Section 5: Competition Laws

Overall

It has been stated previously in this module that competition will not develop just because the community wants it. This is particularly so in an industry such as telecoms with its monopolistic history and the existence of powerful vested interests.

Consequently, if a country is serious about introducing competition it must establish the legal infrastructure for this to happen. This section is concerned with the laws necessary to promote competition.

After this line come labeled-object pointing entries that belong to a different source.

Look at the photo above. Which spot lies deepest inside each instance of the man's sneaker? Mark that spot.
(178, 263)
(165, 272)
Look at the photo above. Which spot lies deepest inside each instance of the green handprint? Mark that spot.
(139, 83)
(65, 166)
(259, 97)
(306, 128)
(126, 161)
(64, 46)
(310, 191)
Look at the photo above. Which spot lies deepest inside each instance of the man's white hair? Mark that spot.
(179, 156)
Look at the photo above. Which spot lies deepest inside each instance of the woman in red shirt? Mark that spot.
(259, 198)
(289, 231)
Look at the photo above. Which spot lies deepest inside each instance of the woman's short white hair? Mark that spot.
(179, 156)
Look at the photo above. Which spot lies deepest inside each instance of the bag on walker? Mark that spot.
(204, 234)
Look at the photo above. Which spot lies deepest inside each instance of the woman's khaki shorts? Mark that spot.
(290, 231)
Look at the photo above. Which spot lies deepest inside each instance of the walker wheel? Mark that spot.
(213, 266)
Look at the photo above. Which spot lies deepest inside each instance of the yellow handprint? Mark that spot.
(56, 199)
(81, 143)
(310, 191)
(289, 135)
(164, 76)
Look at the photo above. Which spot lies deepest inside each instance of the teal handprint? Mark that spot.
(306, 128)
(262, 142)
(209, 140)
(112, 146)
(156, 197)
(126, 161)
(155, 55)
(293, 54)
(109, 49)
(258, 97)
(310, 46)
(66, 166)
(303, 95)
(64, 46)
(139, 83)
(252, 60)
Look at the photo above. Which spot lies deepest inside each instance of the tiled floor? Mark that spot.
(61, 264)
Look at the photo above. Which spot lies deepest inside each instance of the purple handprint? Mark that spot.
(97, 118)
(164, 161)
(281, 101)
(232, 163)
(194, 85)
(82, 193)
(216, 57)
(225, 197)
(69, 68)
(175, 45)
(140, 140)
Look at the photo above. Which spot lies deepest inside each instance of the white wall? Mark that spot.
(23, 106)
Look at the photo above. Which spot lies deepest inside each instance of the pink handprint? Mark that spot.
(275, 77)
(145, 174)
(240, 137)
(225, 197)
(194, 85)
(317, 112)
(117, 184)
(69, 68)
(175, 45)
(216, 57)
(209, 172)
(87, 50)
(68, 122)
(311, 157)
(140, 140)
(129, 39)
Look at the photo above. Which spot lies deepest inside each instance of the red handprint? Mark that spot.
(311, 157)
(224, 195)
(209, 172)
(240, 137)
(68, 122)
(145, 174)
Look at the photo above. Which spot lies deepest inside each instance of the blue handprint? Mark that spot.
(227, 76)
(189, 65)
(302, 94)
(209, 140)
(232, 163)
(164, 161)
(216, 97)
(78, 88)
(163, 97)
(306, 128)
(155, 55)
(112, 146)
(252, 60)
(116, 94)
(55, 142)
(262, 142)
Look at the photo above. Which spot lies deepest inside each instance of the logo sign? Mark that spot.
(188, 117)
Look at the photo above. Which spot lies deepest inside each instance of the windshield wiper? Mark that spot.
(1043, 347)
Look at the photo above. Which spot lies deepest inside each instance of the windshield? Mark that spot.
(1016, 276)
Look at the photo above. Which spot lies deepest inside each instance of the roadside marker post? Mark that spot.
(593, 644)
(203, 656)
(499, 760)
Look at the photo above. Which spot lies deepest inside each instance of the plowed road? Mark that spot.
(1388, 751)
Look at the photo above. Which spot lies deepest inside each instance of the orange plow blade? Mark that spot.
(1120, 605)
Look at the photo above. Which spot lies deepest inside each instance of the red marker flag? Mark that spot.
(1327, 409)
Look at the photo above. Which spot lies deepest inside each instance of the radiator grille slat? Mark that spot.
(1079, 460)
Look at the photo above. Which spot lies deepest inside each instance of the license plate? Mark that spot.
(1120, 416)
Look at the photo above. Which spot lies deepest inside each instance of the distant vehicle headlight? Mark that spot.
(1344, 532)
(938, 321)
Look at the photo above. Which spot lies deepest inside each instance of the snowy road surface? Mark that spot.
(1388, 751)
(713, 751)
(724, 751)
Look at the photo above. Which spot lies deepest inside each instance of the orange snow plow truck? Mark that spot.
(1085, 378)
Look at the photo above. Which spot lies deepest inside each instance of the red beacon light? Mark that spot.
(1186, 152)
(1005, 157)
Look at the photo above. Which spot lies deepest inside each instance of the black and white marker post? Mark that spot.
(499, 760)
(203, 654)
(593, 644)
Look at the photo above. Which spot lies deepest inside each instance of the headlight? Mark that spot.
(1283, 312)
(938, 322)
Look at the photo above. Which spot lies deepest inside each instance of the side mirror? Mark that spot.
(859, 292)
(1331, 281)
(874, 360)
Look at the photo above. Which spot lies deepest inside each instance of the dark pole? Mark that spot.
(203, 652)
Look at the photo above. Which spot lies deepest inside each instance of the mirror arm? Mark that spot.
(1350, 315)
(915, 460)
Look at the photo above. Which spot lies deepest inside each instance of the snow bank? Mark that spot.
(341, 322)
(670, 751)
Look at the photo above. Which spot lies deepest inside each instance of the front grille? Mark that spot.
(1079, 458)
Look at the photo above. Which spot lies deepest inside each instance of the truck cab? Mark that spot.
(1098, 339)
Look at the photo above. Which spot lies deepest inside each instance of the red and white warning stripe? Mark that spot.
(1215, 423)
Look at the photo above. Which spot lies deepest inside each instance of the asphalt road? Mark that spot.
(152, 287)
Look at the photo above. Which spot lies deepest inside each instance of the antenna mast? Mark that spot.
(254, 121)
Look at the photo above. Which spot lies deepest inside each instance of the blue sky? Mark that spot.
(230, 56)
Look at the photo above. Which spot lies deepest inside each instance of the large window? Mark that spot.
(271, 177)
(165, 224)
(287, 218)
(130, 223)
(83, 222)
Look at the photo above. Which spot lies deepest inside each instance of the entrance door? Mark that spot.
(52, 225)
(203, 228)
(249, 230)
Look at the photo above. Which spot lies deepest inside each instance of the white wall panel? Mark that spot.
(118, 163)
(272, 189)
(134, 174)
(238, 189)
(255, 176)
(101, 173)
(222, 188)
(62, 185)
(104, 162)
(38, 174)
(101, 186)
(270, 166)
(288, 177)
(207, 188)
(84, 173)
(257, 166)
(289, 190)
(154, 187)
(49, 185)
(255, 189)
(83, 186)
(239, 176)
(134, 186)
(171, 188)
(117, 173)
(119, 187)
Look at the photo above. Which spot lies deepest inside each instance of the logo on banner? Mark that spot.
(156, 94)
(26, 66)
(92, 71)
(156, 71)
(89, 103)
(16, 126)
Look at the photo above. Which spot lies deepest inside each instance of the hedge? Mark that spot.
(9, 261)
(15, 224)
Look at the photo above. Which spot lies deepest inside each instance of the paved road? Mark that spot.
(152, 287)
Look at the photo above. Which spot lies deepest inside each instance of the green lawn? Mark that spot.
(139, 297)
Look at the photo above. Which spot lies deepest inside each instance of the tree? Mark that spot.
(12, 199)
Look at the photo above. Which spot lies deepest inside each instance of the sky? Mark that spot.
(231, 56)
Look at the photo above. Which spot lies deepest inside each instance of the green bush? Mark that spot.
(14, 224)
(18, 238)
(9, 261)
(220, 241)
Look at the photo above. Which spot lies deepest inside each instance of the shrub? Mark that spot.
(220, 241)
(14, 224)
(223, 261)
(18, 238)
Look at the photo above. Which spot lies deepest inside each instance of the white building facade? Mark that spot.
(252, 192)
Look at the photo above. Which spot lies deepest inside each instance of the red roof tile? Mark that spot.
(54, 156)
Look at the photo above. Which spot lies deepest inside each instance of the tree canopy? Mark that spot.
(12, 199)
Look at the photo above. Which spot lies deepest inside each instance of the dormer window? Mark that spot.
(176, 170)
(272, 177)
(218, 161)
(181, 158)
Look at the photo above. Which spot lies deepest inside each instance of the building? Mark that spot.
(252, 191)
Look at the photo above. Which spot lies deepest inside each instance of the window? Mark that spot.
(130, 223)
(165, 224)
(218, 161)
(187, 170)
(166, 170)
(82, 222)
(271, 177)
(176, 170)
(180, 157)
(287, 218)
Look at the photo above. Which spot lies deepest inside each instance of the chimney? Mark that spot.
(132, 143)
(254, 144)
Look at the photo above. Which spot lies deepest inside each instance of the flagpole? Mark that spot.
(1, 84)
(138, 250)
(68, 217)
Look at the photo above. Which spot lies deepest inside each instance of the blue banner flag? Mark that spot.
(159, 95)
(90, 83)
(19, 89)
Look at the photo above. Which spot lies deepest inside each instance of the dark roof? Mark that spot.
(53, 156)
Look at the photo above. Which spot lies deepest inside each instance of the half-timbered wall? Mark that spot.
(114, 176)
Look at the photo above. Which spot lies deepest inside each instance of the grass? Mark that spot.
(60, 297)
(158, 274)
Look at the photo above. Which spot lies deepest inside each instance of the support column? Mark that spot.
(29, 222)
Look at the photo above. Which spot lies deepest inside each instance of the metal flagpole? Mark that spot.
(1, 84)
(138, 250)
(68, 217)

Pro-Competition Legislation

Many countries have already introduced pro-competition legislation, and others are in the process of doing so. Such laws typically have the following characteristics:

  • contain minimal exemptions or exceptions by sector or operation (whether government or private, domestic or foreign-owned, or natural or other monopolies;
  • prohibit specific business conduct only where this is clearly harmful to economic efficiency and economic welfare;
  • provide for clear accountabilities;
  • serve public not private interests;
  • serve total economic welfare and not just the welfare of certain individuals or organisations;
  • are alert to potential misuse of enforcement procedures;
  • serve to encourage self-enforcement;
  • are independent of inappropriate government influence;
  • adhere to the principle of non-discrimination as between domestic and foreign suppliers;
  • enable both foreign and domestic complainants to refer complaints to the relevant authorities;
  • provide appropriate administrative and/or investigatory mechanisms, including formal appeal procedures; and
  • provide for the protection of confidential business information.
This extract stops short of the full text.